# [SOLVED] Problem with new home theater



## John Martens (Jun 25, 2009)

Hi everyone!, newbie here to home theater...so please excuse this if it sounds dumb...

I just purchased a Samsung Series 530 50" plasma TV, Samsung Blu-ray BD-P1600 and a Pioneer VSK 919AH-K HDMI equipped receiver for my home theater room.

I have the Bluray HDMI out to the receiver HDMI in, then from the receiver HDMI out to the back of the TV's HDMI in as the manual suggests.

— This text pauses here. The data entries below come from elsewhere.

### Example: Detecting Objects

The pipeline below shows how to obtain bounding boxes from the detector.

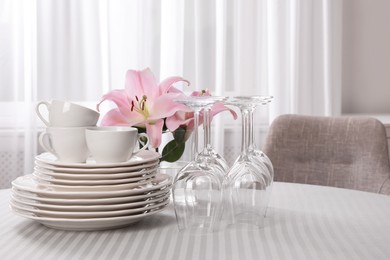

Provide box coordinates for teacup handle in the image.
[135,133,149,153]
[35,101,51,126]
[39,132,58,157]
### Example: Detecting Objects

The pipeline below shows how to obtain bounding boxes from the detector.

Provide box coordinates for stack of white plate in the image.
[10,151,172,231]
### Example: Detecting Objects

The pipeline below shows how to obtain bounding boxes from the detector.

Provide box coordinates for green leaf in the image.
[161,140,185,162]
[173,127,186,143]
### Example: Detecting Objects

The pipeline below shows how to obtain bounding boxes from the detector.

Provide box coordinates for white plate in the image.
[34,164,158,180]
[33,170,157,186]
[11,191,171,212]
[35,160,159,175]
[13,206,166,231]
[23,174,152,192]
[12,174,172,199]
[10,199,169,219]
[35,150,161,168]
[12,185,171,207]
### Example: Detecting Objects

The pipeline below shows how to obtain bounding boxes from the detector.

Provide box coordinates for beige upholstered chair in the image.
[263,115,390,195]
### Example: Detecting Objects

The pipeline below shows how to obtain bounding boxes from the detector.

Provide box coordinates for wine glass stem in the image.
[192,110,199,159]
[248,109,255,150]
[203,108,211,150]
[241,109,251,155]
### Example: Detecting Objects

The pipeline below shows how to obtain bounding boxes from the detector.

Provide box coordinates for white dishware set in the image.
[10,100,172,231]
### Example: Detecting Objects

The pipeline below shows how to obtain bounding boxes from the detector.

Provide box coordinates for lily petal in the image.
[139,68,159,100]
[100,108,128,126]
[149,93,192,120]
[159,77,190,95]
[146,119,164,148]
[96,89,130,111]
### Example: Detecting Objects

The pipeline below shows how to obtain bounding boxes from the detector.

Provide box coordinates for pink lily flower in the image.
[97,68,191,148]
[165,90,237,132]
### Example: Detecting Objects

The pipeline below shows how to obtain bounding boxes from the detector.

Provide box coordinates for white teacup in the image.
[39,127,89,163]
[85,126,149,163]
[35,100,99,127]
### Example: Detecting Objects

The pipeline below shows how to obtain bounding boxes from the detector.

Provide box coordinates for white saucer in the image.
[35,160,159,174]
[11,191,171,212]
[32,170,157,187]
[10,199,169,219]
[13,206,166,231]
[35,150,161,168]
[34,164,158,180]
[23,174,151,192]
[12,174,172,199]
[12,185,171,207]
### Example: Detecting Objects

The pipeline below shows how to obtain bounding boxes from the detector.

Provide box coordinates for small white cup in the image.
[85,126,149,163]
[39,127,89,163]
[35,100,99,127]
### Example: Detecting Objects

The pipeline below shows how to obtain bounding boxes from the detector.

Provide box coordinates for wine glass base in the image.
[233,212,265,229]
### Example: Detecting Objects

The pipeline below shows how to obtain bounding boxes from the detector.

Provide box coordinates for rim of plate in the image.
[10,199,169,219]
[12,185,171,206]
[12,173,172,199]
[35,160,160,174]
[35,150,161,168]
[32,171,157,186]
[11,191,171,212]
[12,206,167,231]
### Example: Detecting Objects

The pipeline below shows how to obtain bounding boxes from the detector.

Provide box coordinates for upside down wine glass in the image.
[223,96,273,227]
[172,96,229,234]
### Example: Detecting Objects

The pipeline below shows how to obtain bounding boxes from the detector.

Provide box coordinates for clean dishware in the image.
[11,191,171,212]
[223,96,273,227]
[195,96,229,181]
[32,166,158,185]
[172,96,224,234]
[35,150,161,171]
[12,185,171,207]
[10,198,169,219]
[35,100,99,127]
[12,174,172,199]
[34,166,158,181]
[12,205,166,231]
[85,126,149,163]
[39,127,89,163]
[32,171,152,187]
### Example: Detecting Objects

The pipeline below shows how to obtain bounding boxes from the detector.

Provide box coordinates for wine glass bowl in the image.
[223,96,274,227]
[172,96,226,234]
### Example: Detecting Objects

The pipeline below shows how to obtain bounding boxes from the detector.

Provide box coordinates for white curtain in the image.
[0,0,342,187]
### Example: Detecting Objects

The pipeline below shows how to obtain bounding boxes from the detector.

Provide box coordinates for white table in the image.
[0,183,390,260]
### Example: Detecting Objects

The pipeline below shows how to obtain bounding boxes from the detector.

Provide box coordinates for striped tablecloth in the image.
[0,183,390,260]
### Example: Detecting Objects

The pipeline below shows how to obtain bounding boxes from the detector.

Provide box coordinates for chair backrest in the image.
[263,115,390,195]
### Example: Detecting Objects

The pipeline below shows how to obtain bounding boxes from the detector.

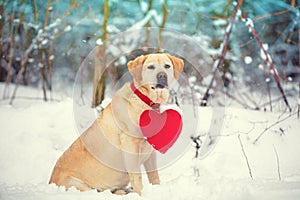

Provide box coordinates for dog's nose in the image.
[156,72,168,88]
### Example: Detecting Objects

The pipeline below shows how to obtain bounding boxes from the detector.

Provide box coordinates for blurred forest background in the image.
[0,0,300,110]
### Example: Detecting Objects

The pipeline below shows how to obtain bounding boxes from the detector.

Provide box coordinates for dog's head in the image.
[128,53,184,103]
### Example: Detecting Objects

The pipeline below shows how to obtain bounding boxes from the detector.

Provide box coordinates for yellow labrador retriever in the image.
[49,53,184,194]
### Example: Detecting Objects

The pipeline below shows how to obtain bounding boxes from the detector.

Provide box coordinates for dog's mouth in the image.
[155,72,168,89]
[151,82,168,90]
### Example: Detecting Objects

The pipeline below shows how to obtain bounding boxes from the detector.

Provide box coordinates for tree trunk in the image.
[92,0,109,108]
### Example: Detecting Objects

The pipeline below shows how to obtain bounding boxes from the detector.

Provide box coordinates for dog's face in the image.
[128,53,184,103]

I've been having problems with connection issues. Sometimes when I'm watching a regular dvd, without the receiver on, the video/audio suddenly cuts out I get a 'no signal' or 'check signal cable' message on my TV. The blue 'standby' light on my receiver goes out. But when I hit the power button on my receiver the signal comes back and has no further problems. This only happens when I'm watching a dvd without the receiver. 

Could this be a problem with the receiver or the blu ray? I'm sure they aren't underpowered....I have the bluray/receiver, and the tv/powered subwoofer plugged into separate monster power/surge protectors, and both of those are plugged into their own separate receptacle on their own 15 amp breaker... yeah.. overkill.. I know...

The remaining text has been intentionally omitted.